An election like none other? Maybe
Teddy White wasn’t being the least bit romantic when, 60 years ago, he wrote this:
“The power [to govern] passes invisibly in the night as Election Day ends; the national vigil includes all citizens: and when consensus is reached, the successful candidate must accept the decision in the same rough, ragged, and turbulent fashion in which he has conducted the campaign that has brought him to power.”
The journalist whose books on presidential elections ushered in a whole new genre of reportage noted that Election Day in America is pretty unremarkable, in that “no bands play, no troops march, no guns are readied, no conspirators gather in secret headquarters.”
“There is nothing to be seen except an occasional line outside a church or school, or a file of people fidgeting in the rain, waiting to enter the [voting] booths.”
While we may yet end up with a quiet Election Day, there are signs pointing in the other direction as well. White’s “rough” and “turbulent” of 1960 seem certain to take on a whole new cast in 2020. Buckle up, America, it could be we’re in for a rough and turbulent election – an election like none other in our history.
For one thing, Election Day and night may stretch into a fortnight or two or three. In the worst of cases, the anxiety and uncertainty of who will occupy the White House beginning at noon on Jan. 20, 2021, extends all the way to the hour of oath-taking.
Could both Donald Trump and Joe Biden show up at the Capitol expecting to be sworn in? Not likely, though nothing can be ruled out at this stage of the game.
We’re already in uncharted territory. When was the last time a president of the United States called on his attorney general to bring charges against his political opponents, including the guy who’s running to take his place?
Answer: Never.
When was the last time a president called an American election “rigged?
Answer: Never.
When was the last time officials planned against the possibility of armed men (and women) showing up at polling places, ostensibly to maintain order and to guard against disruptions at voting stations?

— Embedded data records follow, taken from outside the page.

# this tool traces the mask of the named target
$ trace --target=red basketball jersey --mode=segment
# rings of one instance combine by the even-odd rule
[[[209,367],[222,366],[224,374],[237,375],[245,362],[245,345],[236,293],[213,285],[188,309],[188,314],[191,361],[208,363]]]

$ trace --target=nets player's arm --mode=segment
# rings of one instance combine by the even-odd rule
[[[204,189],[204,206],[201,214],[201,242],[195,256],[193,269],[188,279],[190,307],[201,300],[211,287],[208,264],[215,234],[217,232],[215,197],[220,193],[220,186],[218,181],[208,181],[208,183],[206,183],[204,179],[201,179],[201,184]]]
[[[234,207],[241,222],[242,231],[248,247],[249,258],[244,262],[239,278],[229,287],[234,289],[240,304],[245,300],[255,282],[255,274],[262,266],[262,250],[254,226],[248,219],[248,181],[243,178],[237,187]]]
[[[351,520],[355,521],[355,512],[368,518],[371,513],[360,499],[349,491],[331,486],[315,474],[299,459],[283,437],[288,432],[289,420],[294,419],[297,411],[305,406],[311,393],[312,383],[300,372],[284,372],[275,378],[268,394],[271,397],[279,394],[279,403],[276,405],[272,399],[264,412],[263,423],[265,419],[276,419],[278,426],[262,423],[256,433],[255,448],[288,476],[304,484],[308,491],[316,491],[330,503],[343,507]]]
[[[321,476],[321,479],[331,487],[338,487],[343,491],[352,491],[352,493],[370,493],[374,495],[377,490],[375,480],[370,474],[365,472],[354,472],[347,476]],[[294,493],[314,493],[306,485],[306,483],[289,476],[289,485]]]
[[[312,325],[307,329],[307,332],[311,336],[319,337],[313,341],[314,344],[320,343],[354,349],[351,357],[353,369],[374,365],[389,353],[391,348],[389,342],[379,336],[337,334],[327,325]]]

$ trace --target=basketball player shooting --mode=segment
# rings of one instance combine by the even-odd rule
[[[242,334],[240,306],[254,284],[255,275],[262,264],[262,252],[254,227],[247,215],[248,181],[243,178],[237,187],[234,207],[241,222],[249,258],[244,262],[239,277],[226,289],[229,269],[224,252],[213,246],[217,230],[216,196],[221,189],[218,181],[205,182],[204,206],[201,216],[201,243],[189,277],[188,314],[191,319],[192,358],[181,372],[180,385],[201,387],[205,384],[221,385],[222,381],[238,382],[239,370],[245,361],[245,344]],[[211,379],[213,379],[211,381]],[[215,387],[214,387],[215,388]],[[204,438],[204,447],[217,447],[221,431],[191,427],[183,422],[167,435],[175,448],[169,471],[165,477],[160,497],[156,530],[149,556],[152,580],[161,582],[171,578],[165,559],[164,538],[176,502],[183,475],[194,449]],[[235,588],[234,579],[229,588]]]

Answer: Not for a very long time.
Waynesburg councilman Lynne Snyder, for one, recently asked Greene County officials to be alert to the possible appearance on Election Day of rifle-bearing outsiders prowling near polling places.
She said she sensed this could happen, based on the presence in Waynesburg of riflemen during a Juneteenth celebration last summer.

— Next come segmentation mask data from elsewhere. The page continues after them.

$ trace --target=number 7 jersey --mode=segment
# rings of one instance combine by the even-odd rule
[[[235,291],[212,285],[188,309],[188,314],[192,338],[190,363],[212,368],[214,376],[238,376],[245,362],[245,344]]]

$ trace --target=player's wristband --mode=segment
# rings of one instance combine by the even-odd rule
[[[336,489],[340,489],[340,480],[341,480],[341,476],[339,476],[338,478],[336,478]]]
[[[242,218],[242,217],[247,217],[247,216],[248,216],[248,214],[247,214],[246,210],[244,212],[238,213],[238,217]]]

“What are you guys going to do to block voter intimidation at the polls?” Snyder said in quizzing the Greene County commissioners. “The brandishing of weapons – I don’t think it’s necessary here in our town.”
Was Snyder being an alarmist? Are her fears far-fetched?

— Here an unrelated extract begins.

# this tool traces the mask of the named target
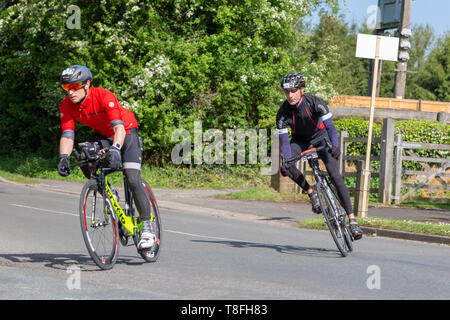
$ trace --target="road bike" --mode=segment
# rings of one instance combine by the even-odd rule
[[[318,152],[325,148],[331,149],[329,141],[325,140],[325,142],[325,145],[317,148],[314,145],[310,145],[300,155],[285,159],[283,162],[289,164],[300,159],[309,162],[316,180],[315,188],[319,197],[323,218],[341,255],[346,257],[350,251],[353,251],[353,237],[345,222],[346,215],[338,200],[339,198],[331,187],[331,181],[320,169]]]
[[[103,270],[114,267],[119,254],[119,241],[123,246],[133,239],[138,253],[146,262],[155,262],[161,251],[161,219],[155,195],[149,184],[142,179],[150,203],[150,221],[156,237],[155,244],[147,250],[138,249],[142,233],[142,221],[134,207],[133,194],[123,169],[112,171],[105,165],[107,149],[92,142],[82,142],[81,154],[74,149],[77,163],[71,167],[88,165],[91,178],[83,186],[80,196],[79,214],[81,233],[86,248],[94,263]],[[125,194],[124,209],[119,205],[119,192],[108,181],[108,174],[121,171]]]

Maybe, but if so, she has company. Marcus L. Brown, director of the state office of Homeland Security, recently spoke to the matter of voter intimidation, on Zoom with reporters.
“Obviously, it’s a concerning situation if someone is ever feeling uncomfortable in their efforts to go and vote,” Brown said. “I think law enforcement across the state is prepared to respond to our polling places to ensure anyone showing up at any polling place feels safe.”
All of this is new, relatively speaking. When was the last time talk about the lynchpin of democracy – the ability and the right to vote – was heard in America? Not in my lifetime, certainly. Oh, I recall loose talk in the late ’60s that President Nixon, using protests against the Vietnam War as a pretext, would “call off” the mid-term elections of 1970.
But no one – or hardly no one – believed that was a real possibility.
Today, concerns seem more realistic in part because reporters are asking about it and because people in charge, like Brown, are talking about it and above all because the country never before has had a wrecking ball at the helm of government.
“With every day the tensions get higher,” the Democratic Party chairman of Erie County, Jim Wentz, recently told the Washington Post.
Passions are high on both sides, said his counterpart, Erie County GOP chairman Verel Salmon. “I don’t think I’ve heard a single optimistic thing this year.”
With this as background, it seems somewhat quaint, yet somewhat hopeful, to read Teddy White’s words from 60 years ago: “Heroes and philosophers, brave men and vile, have since Rome and Athens tried to make the … transfer of power work effectively; no people have succeeded at it better or over a longer period of time than the Americans.”